Muscle inflammation in CIM was previously shown to begin resolving after D28 while muscle function was not assessed at this time point.²³ Of note, in the present study, clinical and biological phenotypes in EM persisted for at least 31 days, thus providing a larger experimental window.

Although the exact pathophysiological mechanisms of IM are unknown, data indicate that some mechanisms are shared by all IM subtypes,⁶ whereas others are subtype-specific.¹³ This observation probably explains that certain current therapeutic strategies improve all IM subtypes (ie, corticosteroids, rituximab), while others are only effective in some subgroups.⁵⁴ EM may represent an advantage in a strategy aimed at deciphering the underlying mechanisms and/or testing the efficacy of targeting common mechanisms of IM. However, this may also represent a limitation in a strategy aiming at deciphering subtype-specific aspects of the disease.
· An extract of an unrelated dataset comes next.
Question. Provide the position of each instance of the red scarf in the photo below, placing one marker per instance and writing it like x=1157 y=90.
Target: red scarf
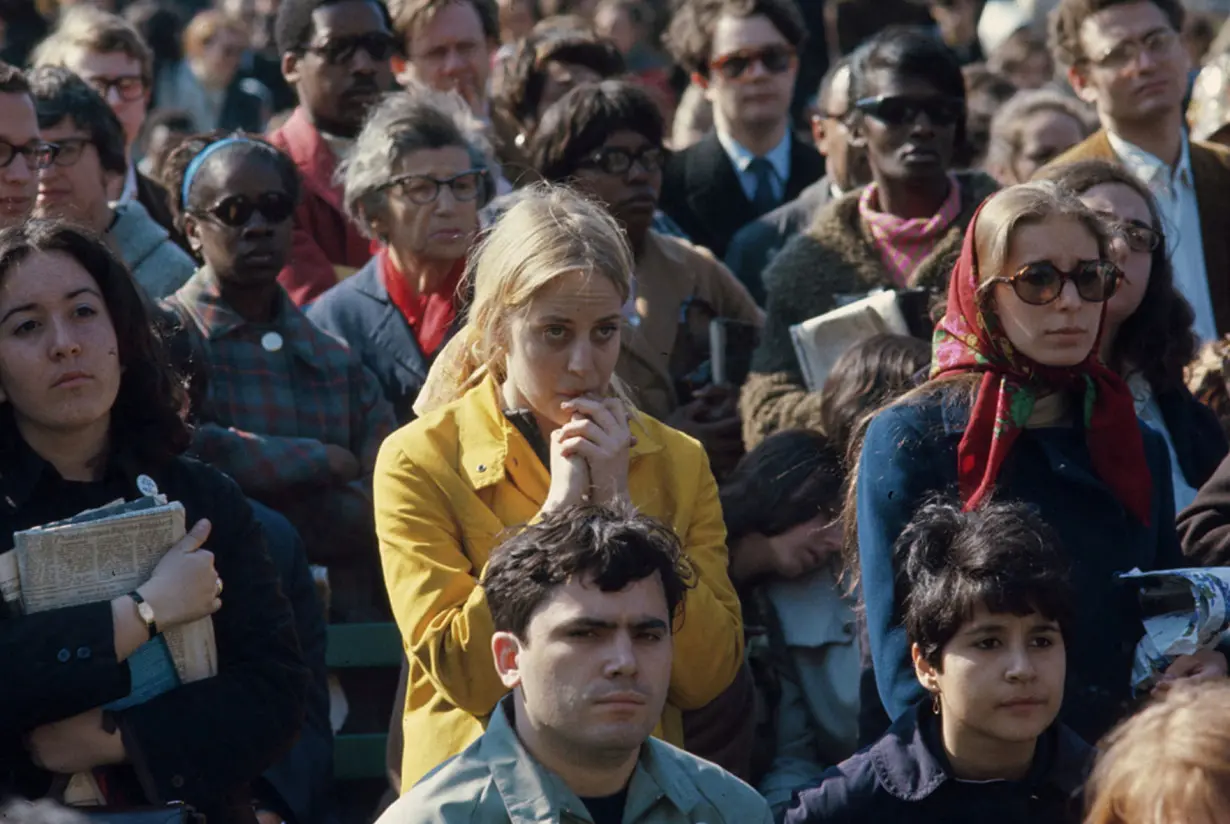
x=429 y=315
x=969 y=340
For example, the specific role of autoantigens and/or autoantibodies is unlikely to be answered by EM, but possibly addressed by other animal models (eg, based on immunisation against specific autoantigens⁴⁸ or on the transfer of specific autoantibodies).
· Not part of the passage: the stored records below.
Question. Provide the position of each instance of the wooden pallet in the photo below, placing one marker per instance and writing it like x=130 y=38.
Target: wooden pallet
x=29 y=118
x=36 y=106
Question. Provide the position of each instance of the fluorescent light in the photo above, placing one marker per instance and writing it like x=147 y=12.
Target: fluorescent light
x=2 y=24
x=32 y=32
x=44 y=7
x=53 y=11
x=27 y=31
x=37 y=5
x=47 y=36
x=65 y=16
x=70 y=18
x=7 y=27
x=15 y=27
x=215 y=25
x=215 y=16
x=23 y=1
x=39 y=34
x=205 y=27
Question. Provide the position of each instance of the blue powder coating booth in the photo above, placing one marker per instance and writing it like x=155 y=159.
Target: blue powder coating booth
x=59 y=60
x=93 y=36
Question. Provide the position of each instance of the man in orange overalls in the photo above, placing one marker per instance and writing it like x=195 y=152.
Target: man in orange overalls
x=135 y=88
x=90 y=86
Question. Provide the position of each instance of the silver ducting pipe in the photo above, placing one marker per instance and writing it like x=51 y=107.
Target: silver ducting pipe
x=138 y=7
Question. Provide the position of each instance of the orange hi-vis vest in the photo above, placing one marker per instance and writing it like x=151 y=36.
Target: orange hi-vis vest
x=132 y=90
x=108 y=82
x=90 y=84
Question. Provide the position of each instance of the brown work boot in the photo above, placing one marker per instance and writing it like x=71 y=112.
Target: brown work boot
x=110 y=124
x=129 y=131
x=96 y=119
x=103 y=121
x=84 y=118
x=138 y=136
EM mice are an optimised and characterised version of CIM that recapitulates common hallmarks of IM. This costless, high-throughput, reliable and stable model, obtained in the most commonly used background for genetic engineering in mice (C57BL/6N), may foster a better understanding and preclinical treatment of IM.

Data availability statement

Data are available upon reasonable request.